A PARALYMPICS debutant who had competed with able-bodied rivals including Neeraj Chopra earlier this year; an inspiration for a generation of para athletes; and, an athlete on a mission to wipe out heart-breaking memories — three javelin throwers with unique storylines won a gold, silver and bronze for India in different categories Monday in Tokyo.
This haul from track and field came on the day India got a historic shooting gold, with Avani Lekhara winning the 10m air rifle event, and its Para Games medal count reached a best-ever seven. Having won four medals last time in Rio, India is now 26th on the medal ladder.
The day’s showstopper was Sumit Antil, 23, who broke the world record thrice before winning gold in the F-64 category (based on level of disability) with a throw of 68.55m — about two metres more than his effort at the March 2021 Indian GP, which also had Tokyo Olympics gold-medallist Chopra.
Devendra Jhajharia, 40, won his third Paralympic medal with a silver-medal winning throw of 64.35m in the F-46 category. And his fellow Rajasthan athlete Sundar Singh Gurjar claimed the bronze in the same category with a throw of 64.01m.
Later, Antil’s mother Nirmala recalled those tough days of struggle. “I still remember the day Sumit lost his left leg after his bike was hit by a tractor near Sonepat (Haryana) as he was returning from tuition classes. When the doctors decided to amputate his leg, I asked myself what my son’s future would be like. But the way Sumit made his recovery and started a new life in sport was something I could not imagine. To see him win gold has made us forget that fateful day finally,” Nirmala told The Indian Express.
Antil’s father Ram Kumar, who had served in the IAF, died in 2004 due to cancer. Sumit, the youngest of four siblings, initially trained as a wrestler at his village Khewra before joining the SAI Centre at Bahalgarh. It was on January 5, 2015, that he met with the accident and spent more than 53 days at the Base Hospital at Delhi Cantt.
🔥 Sumit Antil sets a WR with his first 66.95m throw!
🔥 Breaks his OWN WR with his second 68.08m attempt!
🔥 Breaks it yet AGAIN in his 5th attempt with 68.55m
🔥 Wins the Men’s Javelin F64 #Gold for #IND! #Tokyo2020 #Paralympics #ParaAthletics pic.twitter.com/q3Nl2m1dLM
— #Tokyo2020 for India (@Tokyo2020hi) August 30, 2021
“I remember being conscious and making the call to the ambulance on my own. Each day…in hospital was like a long wait but then I would see videos of Paralympian Oscar Pistorius. I made sure that I joined sports after I came home and got the prosthetic leg from Pune,” Antil had said on Sunday before his event.
It was Antil’s meeting with para athlete Ram Kumar, which led him to 2018 Asian Para Games silver medallist Virender Dhankar in Sonepat before training under Dronacharya awardee Naval Singh. Initially, Singh made Sumit try the discus throw, but was impressed by his action and started training him in javelin, even renting a room for him near the Jawaharlal Nehru Stadium in Delhi.
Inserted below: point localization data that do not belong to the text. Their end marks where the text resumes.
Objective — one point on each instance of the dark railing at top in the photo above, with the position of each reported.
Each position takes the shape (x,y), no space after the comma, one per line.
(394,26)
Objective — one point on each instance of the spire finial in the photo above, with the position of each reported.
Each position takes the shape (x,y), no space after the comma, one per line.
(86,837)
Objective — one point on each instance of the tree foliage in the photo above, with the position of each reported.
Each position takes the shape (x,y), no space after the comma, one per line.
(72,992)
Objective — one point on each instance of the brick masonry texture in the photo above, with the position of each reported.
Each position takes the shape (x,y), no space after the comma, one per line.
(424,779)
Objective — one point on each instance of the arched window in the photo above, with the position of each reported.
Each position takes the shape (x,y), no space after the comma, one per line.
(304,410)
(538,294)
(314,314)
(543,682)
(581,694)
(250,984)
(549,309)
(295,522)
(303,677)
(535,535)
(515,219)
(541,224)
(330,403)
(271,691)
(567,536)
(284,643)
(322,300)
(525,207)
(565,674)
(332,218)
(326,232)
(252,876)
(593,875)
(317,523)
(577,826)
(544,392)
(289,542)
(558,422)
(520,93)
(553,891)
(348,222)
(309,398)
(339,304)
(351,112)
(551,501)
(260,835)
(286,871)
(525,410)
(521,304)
“He had a prosthetic leg and I initially made him practice throws in the long jump pit from a distance of 25-30 m. I would tell him to walk and not run as running led to bleeding with the prosthetic leg rubbing against the knee. Suffering pain, he would try the throw while lying down in a hammer throw net,” said Naval Singh.
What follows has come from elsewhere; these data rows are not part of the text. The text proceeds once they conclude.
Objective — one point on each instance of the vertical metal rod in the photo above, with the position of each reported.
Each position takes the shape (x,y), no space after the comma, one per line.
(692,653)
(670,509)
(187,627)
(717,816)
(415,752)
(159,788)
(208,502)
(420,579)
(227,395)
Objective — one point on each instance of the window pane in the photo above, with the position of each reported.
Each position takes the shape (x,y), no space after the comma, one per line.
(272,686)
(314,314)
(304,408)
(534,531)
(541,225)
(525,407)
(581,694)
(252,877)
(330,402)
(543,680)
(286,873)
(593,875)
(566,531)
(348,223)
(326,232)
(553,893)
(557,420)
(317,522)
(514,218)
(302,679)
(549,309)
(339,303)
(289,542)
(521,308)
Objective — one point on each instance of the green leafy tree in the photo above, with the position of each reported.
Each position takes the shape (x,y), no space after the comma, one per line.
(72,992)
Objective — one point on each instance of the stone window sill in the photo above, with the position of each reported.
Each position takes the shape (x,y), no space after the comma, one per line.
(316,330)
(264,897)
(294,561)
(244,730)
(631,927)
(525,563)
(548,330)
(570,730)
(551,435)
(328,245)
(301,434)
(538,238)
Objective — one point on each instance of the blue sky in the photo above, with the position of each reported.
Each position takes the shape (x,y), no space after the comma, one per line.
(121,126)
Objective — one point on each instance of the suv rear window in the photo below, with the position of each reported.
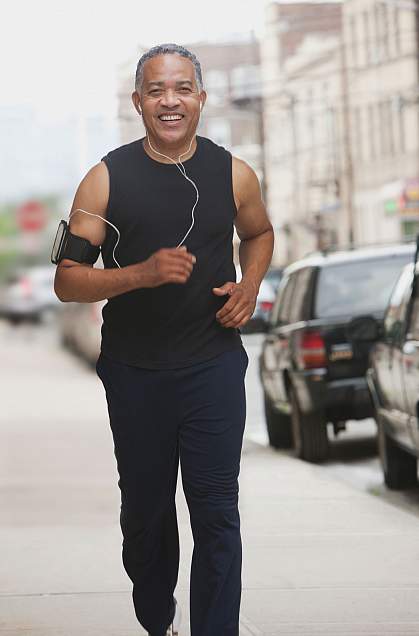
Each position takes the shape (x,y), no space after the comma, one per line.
(357,287)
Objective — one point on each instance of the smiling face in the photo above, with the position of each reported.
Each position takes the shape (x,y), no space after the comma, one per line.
(170,101)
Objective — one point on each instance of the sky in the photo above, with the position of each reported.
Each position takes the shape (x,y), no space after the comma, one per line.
(61,57)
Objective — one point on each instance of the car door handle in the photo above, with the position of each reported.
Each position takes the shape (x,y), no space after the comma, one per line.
(410,347)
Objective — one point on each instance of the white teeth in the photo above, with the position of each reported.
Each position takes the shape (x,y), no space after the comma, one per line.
(170,117)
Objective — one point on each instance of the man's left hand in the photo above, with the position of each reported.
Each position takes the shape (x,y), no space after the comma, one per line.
(240,306)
In the last three years, Antil has broken the world record several times. At the Paris Grand Prix in 2019 he set a new mark of 61.32m and later bettered it with a throw of 62.88m at the World Para Championships in Dubai. “In 2017, we took him to the Finland trip and it helped his technique too… now Antil does not fall due to the prosthetic blade,” the coach said.
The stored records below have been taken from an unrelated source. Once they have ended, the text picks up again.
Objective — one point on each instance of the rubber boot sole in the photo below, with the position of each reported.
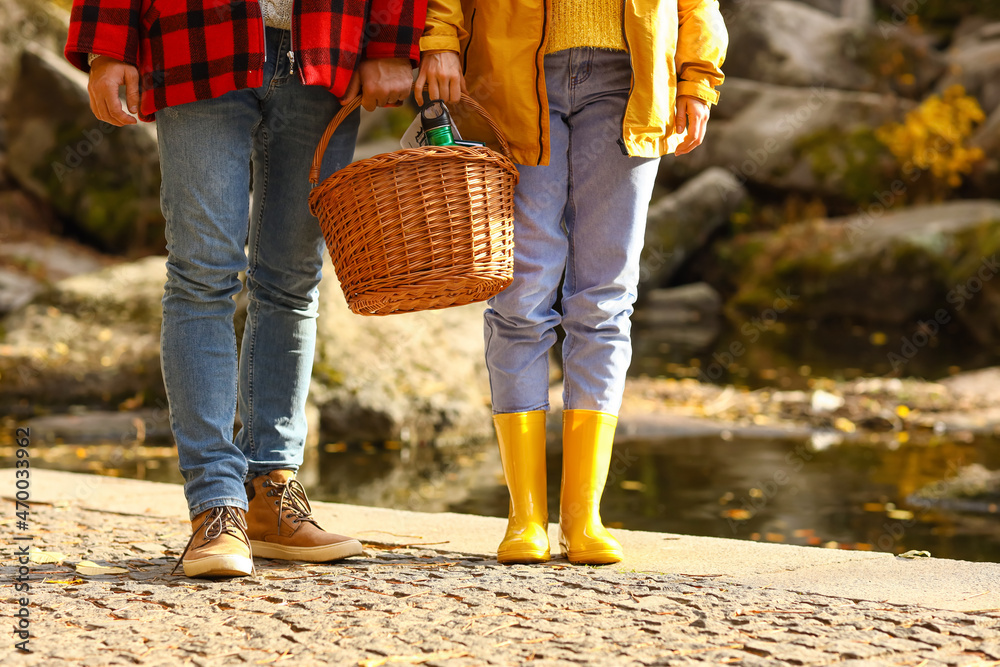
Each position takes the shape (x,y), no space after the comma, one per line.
(319,554)
(594,557)
(219,566)
(525,556)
Jhajharia, meanwhile, dedicated his silver medal to his father who succumbed to cancer last year. “My father had wanted to see me win another medal but sadly I lost him last year due to cancer. I did my best today and I am happy having won my third medal,” he said.
For Gurjar, who hails from a village on the Jaipur-Bharatpur NH-11 highway, it was redemption after heart-break in Rio in 2016 when he missed the final due to a 52-second delay in reporting at the venue.
Gurjar was once a regular on the able-bodied circuit, winning bronze in the 2013 national youth Athletics championship where Neeraj Chopra had won gold. However, Gurjar’s life changed on a holiday to a nearby village in 2015, when he lost his left hand after a tin fell on him from a roof.
“Those were not 52 seconds (in Rio), those were like 52 years for Sundar. That night, he contemplated suicide and I was with him every night in the following months. I would tell him that he could do better and when he resumed training, he would tell me that in Tokyo, he would win the medal and end the agony of those 52 seconds. To see him do that today feels special for both him and me,” Gurjar’s coach Mahaveer Singh Saini said.